17.03.2023 | Ferne Welten

Wie die Forschung den Mars in Augenschein nimmt

Wie die Bilder des Mars Rovers Perseverance interpretiert und visualisiert werden können, damit befasst sich eine aktuelle Publikation zur 3D-Visualisierung an der auch die ÖAW beteiligt ist.

3D-Rekonstruktion aus Stereobildern der Mastcam-Z Kamera von der Boston-Knob-Formation. © NASA/JPL/CalTech/MSSS/ASU/USGS/JR/VRVis/ÖAW

Seit der Mars Rover Perseverance am 19. Februar 2021 das erste Bild auf die Erde sandte, wird eine enorme Menge an (Bild-)Daten generiert. Diese gilt es von den Forschenden zu einem großen Ganzen zusammenzuführen, zu interpretieren und zu visualisieren. Wie man aus der Vielzahl an Daten naturgetreue 3D-Visualisierungen kreiert und welche Informationen man daraus gewinnen kann, ist allerdings hoch komplex. Gerhard Paar von DIGITAL - Institut für digitale Technologien der Joanneum Research, veröffentlichte kürzlich mit einem 19-köpfigen internationalen Forschungsteam einen umfangreichen State-of-the-Art Report über die missionsumspannende dreidimensionale Datenaufbereitung.

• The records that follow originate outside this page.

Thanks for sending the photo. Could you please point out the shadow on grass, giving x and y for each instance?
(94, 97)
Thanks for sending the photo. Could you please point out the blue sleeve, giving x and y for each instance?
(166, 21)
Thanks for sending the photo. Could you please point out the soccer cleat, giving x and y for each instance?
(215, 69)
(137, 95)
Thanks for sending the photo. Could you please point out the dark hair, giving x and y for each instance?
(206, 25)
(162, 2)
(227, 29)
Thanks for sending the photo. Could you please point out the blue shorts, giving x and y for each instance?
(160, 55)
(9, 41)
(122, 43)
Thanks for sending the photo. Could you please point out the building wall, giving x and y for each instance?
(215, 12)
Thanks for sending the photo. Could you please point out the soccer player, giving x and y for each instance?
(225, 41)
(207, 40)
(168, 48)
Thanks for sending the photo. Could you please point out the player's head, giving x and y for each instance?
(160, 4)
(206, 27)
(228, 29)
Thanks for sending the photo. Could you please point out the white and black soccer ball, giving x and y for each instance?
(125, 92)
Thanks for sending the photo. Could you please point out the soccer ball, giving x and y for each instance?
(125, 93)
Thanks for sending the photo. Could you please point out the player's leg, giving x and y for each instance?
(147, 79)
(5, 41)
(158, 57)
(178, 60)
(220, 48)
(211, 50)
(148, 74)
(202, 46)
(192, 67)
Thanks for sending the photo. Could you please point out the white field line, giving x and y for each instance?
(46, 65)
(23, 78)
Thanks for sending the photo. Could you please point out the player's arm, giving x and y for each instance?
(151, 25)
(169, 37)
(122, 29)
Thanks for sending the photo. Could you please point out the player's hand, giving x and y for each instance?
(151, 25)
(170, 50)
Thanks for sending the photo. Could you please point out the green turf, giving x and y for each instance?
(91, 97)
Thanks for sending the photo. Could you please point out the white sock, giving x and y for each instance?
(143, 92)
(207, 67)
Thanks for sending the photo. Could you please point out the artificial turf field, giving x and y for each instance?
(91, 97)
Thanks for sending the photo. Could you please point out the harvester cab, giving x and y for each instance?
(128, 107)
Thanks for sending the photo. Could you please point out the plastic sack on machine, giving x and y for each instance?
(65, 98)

Besseres Verständnis von 3 Milliarden Jahren Marsgeschichte

Von österreichischer Seite sind für die 3D-Datenauswertung Joanneum Research und das Zentrum für Virtual Reality und Visualisierung (VRVis), dessen Forscher:innen das Visualisierungswerkzeug PRo3D entwickelt haben, sowie die Österreichische Akademie der Wissenschaften (ÖAW) an der Mars-2020-Mission beteiligt. „Wir haben erstmals das Zusammenspiel der unterschiedlichen im Zuge der Mission verwendeten 3D-Werkzeuge und ihre Synergien untersucht und zusammengefasst“, erklärt Erstautor Gerhard Paar.

Als Grundlage für die Erzeugung von dreidimensionalen Bildern dienen eine am Mars-Rover angebrachte Stereobildkamera – die Mastcam-Z – und weitere Kameras, welche die Daten liefern. VRVis-Forscher Christoph Traxler erklärt den Stand der Technik: „PRo3D liefert für die geologische Interpretation notwendige Mess- und Visualisierungswerkzeuge und wird für die Produktion von Abbildungen in Publikationen sowie höchst-auflösende Videos verwendet, die auch für niederschwellige Wissenschaftskommunikation essenziell sind. Unsere Tools sind an Untersuchungen der Oberflächeneigenschaften des Marsbodens ebenso beteiligt wie an geologischen Analysen in Distanzen bis zu etwa 100 Metern.“

Die interaktive 3D-Rekonstruktion ermöglicht Planetenwissenschafter:innen eine realitätsnahe Erkundung und Analyse, die der im Feld nahekommt. Laut Christian Koeberl von der Universität Wien und der ÖAW wird damit ein wesentlicher Beitrag zum Verständnis des Mars-Klimas der letzten drei Milliarden Jahre, der Geschichte und Rückbildung von Wasser auf dem Mars sowie der Erklärung geologischer Prozesse geleistet.

Rover-Navigation und Windrichtung

Insgesamt sind es an die 10 Bildverarbeitungstools, die bei diesem gigantischen länderübergreifenden Projekt im Einsatz sind und die die 3D-Modellierung und 3D-Visualisierung ermöglichen, einige davon sind öffentlich verfügbar. Damit lässt sich die Marsoberfläche aus den Bildern rekonstruieren und 3D-Datenprodukte mit unterschiedlichsten Informationen über die Marsoberfläche erstellen. Beispiele dafür sind Höhen- oder Entfernungskarten, die die 3D-Koordinaten jedes Punktes aufzeichnen. In Kombination mit Daten von anderen Sensoren oder Quellen – einschließlich 3D-Modellen von Satelliten – und in verschiedenen Maßstäben wird die Interpretation und Verortung der verarbeiteten Produkte zusätzlich verbessert.

Die dreidimensionalen Datenprodukte werden dann für die Navigation des Rovers, für die exakte Visualisierung der Marsoberfläche sowie für exakte räumliche Vermessungen verwendet – teilweise genauer, als das auf der Erde mittels GPS möglich ist. Aber auch für die Erkundung der vorherrschenden Windrichtung in unterschiedlichen Epochen ist die 3D-Modellierung ein wichtiges Hilfsmittel.